One of the most popular upcoming use cases is that of emotion recognition. Human emotions cannot be detected from facial features using machine learning. This is because human emotions do not have simple mappings to their facial expressions across individuals and especially cross culturally. In fact making datasets of facial images tagged with annotations of emotions is not just arbitrary and bad data science, practices like this are based on racist assumptions on how culture works. Despite it being baseless and racist, technologies like emotion detection are popular because the spread of FRT makes the acquisition of large datasets of face images possible which is what emotion detection algorithms work on. Culturally, it is acceptable to say ‘an AI’ inferred certain characteristics of a human, despite the fact if a human makes such a claim they will be rightly met with scepticism in the scientific community. In the industry there is excitement with these “scientific” technologies because the idea is that by inferring emotions employee management can be automated. In reality such practices in offices are violative of employee agency. Again, AI companies, especially those working with FRT, peddle these software for industry consumption.

d. Implementation issues with the DigiYatra Scheme

It is highly unlikely that DigiYatra will satisfactorily deliver on its main claim; which, as per the DigiYatra Policy, is to “enhance passenger experience and provide a simple and easy experience to all air travellers”. This is due to the simple fact that facial recognition technology is inaccurate, especially for people of colour (which includes Indians) and women. Imagine a situation where a person is running late for their flight and decides to use the DigiYatra Scheme in order to get through the airport formalities quickly before their flight departs. They register for the DigiYatra Scheme online and select their Aadhaar card as the ID against which their face is to be verified at the airport. However, when they reach the registration kiosk, the machine fails to identify their face as the one within the Aadhaar database. They lose precious time in resolving this issue at the registration kiosk, and end up being hassled for the same issue at each checkpoint where the DigiYatra facial recognition is needed which includes the entry point check, entry into the security check, self-bag drop, check-in and aircraft boarding. Ultimately, they end up missing their flight and compromising their privacy.
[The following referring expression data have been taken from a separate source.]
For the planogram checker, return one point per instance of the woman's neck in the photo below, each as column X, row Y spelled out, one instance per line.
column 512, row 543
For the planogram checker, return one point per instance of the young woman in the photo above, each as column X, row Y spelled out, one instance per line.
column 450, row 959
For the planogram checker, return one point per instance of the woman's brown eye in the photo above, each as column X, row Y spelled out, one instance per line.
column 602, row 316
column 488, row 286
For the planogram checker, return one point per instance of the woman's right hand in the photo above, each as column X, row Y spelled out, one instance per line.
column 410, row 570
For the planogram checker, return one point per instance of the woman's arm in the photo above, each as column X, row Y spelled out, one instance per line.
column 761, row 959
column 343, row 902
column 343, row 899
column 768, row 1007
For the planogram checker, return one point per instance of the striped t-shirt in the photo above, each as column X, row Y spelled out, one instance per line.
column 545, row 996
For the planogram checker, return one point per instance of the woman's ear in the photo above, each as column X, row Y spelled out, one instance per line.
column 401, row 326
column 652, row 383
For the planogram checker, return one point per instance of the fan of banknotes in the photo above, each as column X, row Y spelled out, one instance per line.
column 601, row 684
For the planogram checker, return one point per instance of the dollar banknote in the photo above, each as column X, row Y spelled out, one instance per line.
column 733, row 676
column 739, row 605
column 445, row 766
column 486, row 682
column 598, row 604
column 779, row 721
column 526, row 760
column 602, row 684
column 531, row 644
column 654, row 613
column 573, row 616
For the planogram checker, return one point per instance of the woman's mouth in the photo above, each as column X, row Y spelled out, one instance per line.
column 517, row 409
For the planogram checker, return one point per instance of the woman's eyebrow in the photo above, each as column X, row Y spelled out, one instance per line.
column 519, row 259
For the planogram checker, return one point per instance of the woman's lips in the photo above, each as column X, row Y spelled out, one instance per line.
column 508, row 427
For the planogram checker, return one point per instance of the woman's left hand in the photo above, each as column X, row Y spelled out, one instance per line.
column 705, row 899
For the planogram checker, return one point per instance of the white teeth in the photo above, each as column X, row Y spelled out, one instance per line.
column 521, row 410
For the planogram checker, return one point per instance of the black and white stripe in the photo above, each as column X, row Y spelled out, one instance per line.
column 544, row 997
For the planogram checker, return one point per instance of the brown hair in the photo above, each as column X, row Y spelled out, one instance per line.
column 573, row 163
For example: Bengaluru’s Kempegowda International Airport handled over 94,330 travellers on October 21, 2022 in a single day. Even assuming that the facial recognition technology being adopted under the Scheme has a low inaccuracy rate of 2% (which is highly unlikely as facial recognition technology has been known to be more inaccurate towards people of colour as mentioned above), this would mean that almost 1,886 passengers a day will not be correctly verified at the Bengaluru airport, which will contribute enormously to overall delays at the airport. Thus, the Scheme’s claims of increasing convenience may be far-fetched and require an independent, third party audit even if limited to efficiency.

Our recommendations

The discussion paper must highlight the harms of the use of FRT by law enforcement and recommend a blanket ban on the use of FRT by law enforcement.
The discussion paper must highlight the harms of use of technologies such as emotion recognition which are closely related to FRT and recommend a blanket ban on the use of emotion recognition.
The discussion paper must create a framework to analyse use cases of FRT systems in public spaces, on a case by case basis. This framework must take into account issues of stochasticity, brittleness, impact on constitutional principles, etc, and using this framework the discussion paper should create concrete recommendations of which FRT uses in public space by state organisations should be allowed.
The discussion paper should revise its recommendations regarding “Explainable FRT systems”.
The discussion paper should create explicit provisions to prevent function creep.
The discussion paper should revise its recommendations with regard to the establishment of a data protection regime in light of the draft Digital Personal Data Protection Bill, 2022.